Sacci hopes that the Budget statement will reflect a business-friendly fiscal policy that reduces the many hindrances to achieving economic growth and job creation by the private sector. – Vusi Khumalo, the president of Sacci.
Less room to manoeuvre
Today’s Budget promises to be one of the most fascinating Budget presentations of recent years. During his medium-term budget policy statement, Nene came across as a no-nonsense finance minister who will not be afraid to take unpopular decisions.
The state of the economy and government finances leaves the minister with limited room for financial manoeuvre, yet he also needs to take some decisive action on various service delivery challenges.
I’ll be looking out for the following – what he says or doesn’t say about these topics, will be enlightening.
National Health Insurance: The ANC-led government has kicked this political hot potato around for a number of years, and we still have little clarity about how it will work or when it will come into existence. Depending on how the government decides to fund the scheme, all employees may need to make mandatory contributions to the scheme, which means there will be a new item to manage in the payroll in future years.
This is a complex area that affects employees, businesses, medical insurers and medical providers – so it will take years to thrash out the finer details.

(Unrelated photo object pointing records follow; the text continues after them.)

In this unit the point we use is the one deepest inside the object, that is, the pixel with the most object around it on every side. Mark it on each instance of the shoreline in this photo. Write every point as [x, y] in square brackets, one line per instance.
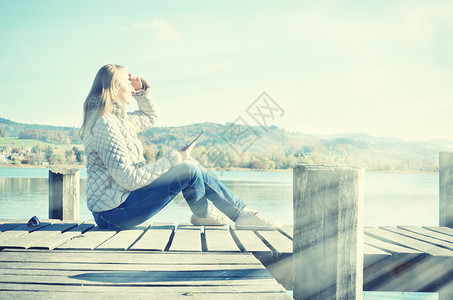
[233, 169]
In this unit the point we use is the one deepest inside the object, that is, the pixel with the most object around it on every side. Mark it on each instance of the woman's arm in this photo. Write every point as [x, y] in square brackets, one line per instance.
[112, 150]
[144, 118]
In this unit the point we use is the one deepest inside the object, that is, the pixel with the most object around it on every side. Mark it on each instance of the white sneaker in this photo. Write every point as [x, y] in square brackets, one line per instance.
[215, 218]
[253, 220]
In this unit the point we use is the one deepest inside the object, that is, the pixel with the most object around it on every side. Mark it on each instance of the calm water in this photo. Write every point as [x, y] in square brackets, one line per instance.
[390, 199]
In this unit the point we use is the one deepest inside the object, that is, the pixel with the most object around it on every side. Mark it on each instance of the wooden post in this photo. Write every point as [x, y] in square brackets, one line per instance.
[64, 194]
[328, 232]
[446, 189]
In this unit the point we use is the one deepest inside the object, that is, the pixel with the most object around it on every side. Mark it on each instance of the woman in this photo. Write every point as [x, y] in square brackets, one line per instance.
[122, 190]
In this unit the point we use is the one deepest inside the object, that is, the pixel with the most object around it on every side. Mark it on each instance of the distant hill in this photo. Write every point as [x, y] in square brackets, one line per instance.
[270, 147]
[45, 133]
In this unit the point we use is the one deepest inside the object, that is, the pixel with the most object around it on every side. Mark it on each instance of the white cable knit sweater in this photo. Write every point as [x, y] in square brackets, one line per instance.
[115, 162]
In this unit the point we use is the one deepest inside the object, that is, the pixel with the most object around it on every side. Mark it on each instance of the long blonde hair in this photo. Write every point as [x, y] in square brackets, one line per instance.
[100, 99]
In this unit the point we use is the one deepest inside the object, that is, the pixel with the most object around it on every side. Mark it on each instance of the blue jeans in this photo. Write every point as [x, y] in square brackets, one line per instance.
[196, 185]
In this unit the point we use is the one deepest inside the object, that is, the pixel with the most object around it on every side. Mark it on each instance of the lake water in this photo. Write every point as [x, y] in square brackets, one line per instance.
[390, 199]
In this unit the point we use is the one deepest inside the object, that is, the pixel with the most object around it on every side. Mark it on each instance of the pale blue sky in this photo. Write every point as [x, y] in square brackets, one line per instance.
[381, 67]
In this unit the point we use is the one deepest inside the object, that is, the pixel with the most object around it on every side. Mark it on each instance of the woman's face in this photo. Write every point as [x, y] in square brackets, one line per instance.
[124, 88]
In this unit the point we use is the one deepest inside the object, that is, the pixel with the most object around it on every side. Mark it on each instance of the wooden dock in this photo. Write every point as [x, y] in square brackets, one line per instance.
[162, 261]
[62, 256]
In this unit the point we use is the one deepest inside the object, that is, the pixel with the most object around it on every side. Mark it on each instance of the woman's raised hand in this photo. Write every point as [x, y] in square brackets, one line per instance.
[135, 82]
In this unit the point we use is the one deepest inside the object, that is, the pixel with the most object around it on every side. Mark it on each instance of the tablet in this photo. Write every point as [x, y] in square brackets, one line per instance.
[193, 141]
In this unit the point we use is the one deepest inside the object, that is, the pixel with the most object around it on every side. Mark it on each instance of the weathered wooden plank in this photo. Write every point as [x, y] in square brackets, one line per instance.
[166, 294]
[10, 224]
[421, 237]
[421, 275]
[156, 290]
[218, 238]
[187, 238]
[88, 240]
[388, 247]
[408, 242]
[121, 266]
[279, 243]
[20, 230]
[287, 230]
[27, 240]
[155, 238]
[132, 275]
[123, 239]
[250, 241]
[55, 241]
[374, 255]
[144, 278]
[134, 257]
[444, 230]
[430, 233]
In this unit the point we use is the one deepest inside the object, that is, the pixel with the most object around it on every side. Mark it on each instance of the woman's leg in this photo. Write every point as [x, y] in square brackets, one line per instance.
[144, 203]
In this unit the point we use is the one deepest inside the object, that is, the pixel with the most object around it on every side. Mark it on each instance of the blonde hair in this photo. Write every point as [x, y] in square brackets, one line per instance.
[100, 99]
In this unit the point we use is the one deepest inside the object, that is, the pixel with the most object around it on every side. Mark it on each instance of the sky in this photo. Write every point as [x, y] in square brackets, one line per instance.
[380, 67]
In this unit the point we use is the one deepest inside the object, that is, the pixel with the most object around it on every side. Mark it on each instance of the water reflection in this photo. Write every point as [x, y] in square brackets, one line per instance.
[390, 199]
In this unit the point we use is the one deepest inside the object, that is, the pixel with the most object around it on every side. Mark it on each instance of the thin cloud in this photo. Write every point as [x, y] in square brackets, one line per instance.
[161, 29]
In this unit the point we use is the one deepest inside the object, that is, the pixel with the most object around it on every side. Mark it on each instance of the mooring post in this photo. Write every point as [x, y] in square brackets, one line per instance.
[64, 194]
[446, 189]
[328, 232]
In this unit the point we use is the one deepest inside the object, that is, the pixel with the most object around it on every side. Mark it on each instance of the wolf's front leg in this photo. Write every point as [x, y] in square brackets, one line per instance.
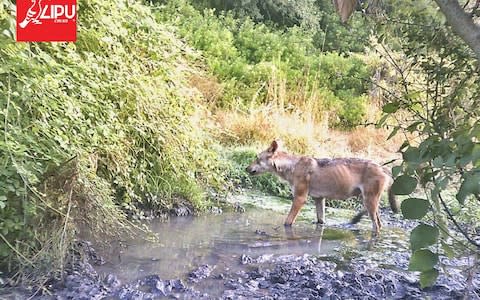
[300, 197]
[320, 206]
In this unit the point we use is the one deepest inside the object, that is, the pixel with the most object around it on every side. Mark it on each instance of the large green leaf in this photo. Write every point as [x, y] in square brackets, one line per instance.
[414, 208]
[404, 185]
[422, 260]
[423, 236]
[428, 278]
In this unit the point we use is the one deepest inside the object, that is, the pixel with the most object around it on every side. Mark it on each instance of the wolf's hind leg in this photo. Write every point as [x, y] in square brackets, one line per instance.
[320, 207]
[300, 197]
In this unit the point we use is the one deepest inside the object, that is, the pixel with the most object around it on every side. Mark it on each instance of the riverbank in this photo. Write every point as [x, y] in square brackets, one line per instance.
[251, 255]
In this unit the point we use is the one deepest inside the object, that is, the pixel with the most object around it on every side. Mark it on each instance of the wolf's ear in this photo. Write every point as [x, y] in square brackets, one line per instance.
[274, 146]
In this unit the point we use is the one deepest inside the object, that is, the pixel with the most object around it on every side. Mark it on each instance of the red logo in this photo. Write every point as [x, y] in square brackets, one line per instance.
[46, 20]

Still, I’m hoping that we will get some guidance about the form the scheme will eventually take.
Retirement reform: Last year, the government delayed the implementation of an excellent set of changes to the tax treatment of pension and provident funds that were meant to come into effect on March 1. I’m hoping to hear more about why these reforms have been postponed and get more clarity about when they’ll be implemented.

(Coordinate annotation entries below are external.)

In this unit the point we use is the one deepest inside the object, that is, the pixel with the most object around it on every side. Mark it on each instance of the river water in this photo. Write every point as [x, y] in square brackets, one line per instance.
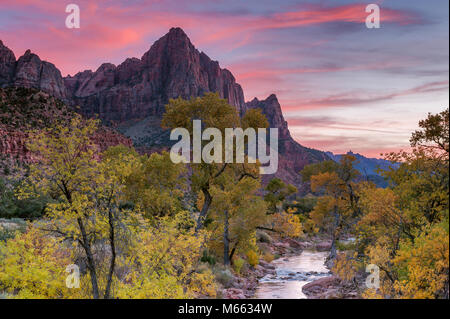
[292, 273]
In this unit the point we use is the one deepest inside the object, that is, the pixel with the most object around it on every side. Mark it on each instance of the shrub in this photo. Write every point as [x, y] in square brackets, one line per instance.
[238, 264]
[224, 277]
[268, 257]
[206, 258]
[263, 237]
[252, 258]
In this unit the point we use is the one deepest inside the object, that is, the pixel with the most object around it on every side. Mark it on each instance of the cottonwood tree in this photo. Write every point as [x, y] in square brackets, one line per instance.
[88, 193]
[404, 228]
[213, 112]
[338, 203]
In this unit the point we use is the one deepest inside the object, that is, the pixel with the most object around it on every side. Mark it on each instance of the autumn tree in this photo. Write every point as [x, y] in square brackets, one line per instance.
[276, 193]
[338, 202]
[213, 112]
[404, 228]
[88, 193]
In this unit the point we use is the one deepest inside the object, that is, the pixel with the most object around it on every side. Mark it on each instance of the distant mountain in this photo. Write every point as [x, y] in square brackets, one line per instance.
[368, 166]
[26, 109]
[131, 96]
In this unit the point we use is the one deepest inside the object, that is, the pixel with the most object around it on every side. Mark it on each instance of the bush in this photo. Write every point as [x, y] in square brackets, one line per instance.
[263, 237]
[11, 207]
[11, 229]
[224, 277]
[268, 257]
[238, 264]
[206, 258]
[252, 258]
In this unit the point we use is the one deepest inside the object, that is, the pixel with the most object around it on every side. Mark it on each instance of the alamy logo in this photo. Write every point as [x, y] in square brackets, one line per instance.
[233, 145]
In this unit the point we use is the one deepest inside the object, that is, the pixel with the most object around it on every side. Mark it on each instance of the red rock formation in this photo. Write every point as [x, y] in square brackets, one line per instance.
[292, 156]
[22, 110]
[30, 71]
[133, 94]
[138, 88]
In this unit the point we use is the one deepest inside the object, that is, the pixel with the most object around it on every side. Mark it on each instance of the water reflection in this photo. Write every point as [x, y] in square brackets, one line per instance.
[292, 274]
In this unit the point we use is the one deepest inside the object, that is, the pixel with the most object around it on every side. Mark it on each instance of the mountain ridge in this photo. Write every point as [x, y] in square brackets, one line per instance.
[132, 95]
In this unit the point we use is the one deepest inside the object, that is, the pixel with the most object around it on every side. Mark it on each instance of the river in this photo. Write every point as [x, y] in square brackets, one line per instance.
[292, 273]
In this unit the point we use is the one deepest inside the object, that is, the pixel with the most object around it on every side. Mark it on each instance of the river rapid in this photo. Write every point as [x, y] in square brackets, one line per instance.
[292, 273]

These reforms are supposed to harmonise the tax treatment of pension and provident funds, in turn encouraging South Africans to save for retirement. Yet they were postponed, apparently because of trade union opposition.

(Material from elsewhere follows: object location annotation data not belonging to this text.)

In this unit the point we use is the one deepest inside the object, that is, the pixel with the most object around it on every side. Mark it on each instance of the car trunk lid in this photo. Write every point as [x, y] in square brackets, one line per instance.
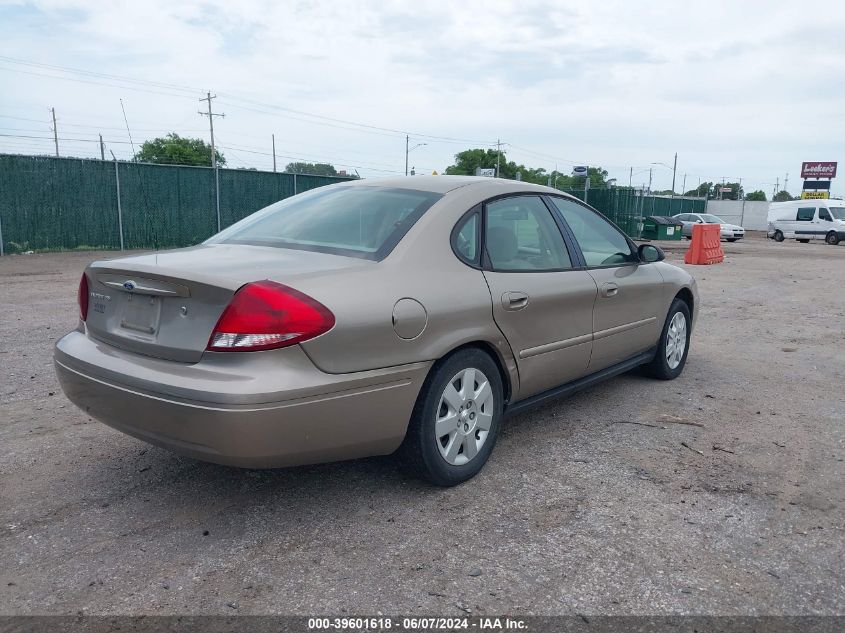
[166, 304]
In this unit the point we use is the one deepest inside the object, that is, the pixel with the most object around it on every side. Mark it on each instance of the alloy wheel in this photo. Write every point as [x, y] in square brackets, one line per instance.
[464, 416]
[676, 340]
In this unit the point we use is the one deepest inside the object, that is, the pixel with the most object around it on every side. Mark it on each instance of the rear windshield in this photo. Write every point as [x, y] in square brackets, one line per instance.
[356, 221]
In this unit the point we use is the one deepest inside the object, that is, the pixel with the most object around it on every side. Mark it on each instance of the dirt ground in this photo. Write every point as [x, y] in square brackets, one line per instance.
[597, 504]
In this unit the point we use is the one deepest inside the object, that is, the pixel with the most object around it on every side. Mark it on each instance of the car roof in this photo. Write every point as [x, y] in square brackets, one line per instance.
[445, 184]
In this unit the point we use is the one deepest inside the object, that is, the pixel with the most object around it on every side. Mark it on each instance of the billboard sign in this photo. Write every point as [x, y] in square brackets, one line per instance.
[816, 184]
[815, 195]
[818, 170]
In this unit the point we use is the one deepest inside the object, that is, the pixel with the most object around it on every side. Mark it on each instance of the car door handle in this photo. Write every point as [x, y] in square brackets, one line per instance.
[609, 289]
[514, 300]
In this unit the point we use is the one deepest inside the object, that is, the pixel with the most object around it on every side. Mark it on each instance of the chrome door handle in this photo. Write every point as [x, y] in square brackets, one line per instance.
[609, 289]
[514, 300]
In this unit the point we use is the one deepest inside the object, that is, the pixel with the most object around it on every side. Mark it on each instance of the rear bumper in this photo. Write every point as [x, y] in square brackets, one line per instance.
[256, 410]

As far as anyone can tell, trade unions want these reforms to be looked at alongside social security reforms such as a proposal to introduce a national retirement fund. The minister’s comments could give guidance as to whether such a proposal has broad support in government.
National minimum wage: There’s enormous momentum growing behind the idea of a national minimum wage in the ANC, with full support from its alliance partners. Nene could provide some insight as to whether firms will need to factor a minimum wage into their payroll budgets in years to come. – Rob Cooper, tax expert, director of legislation, Sage VIP Payroll & HR.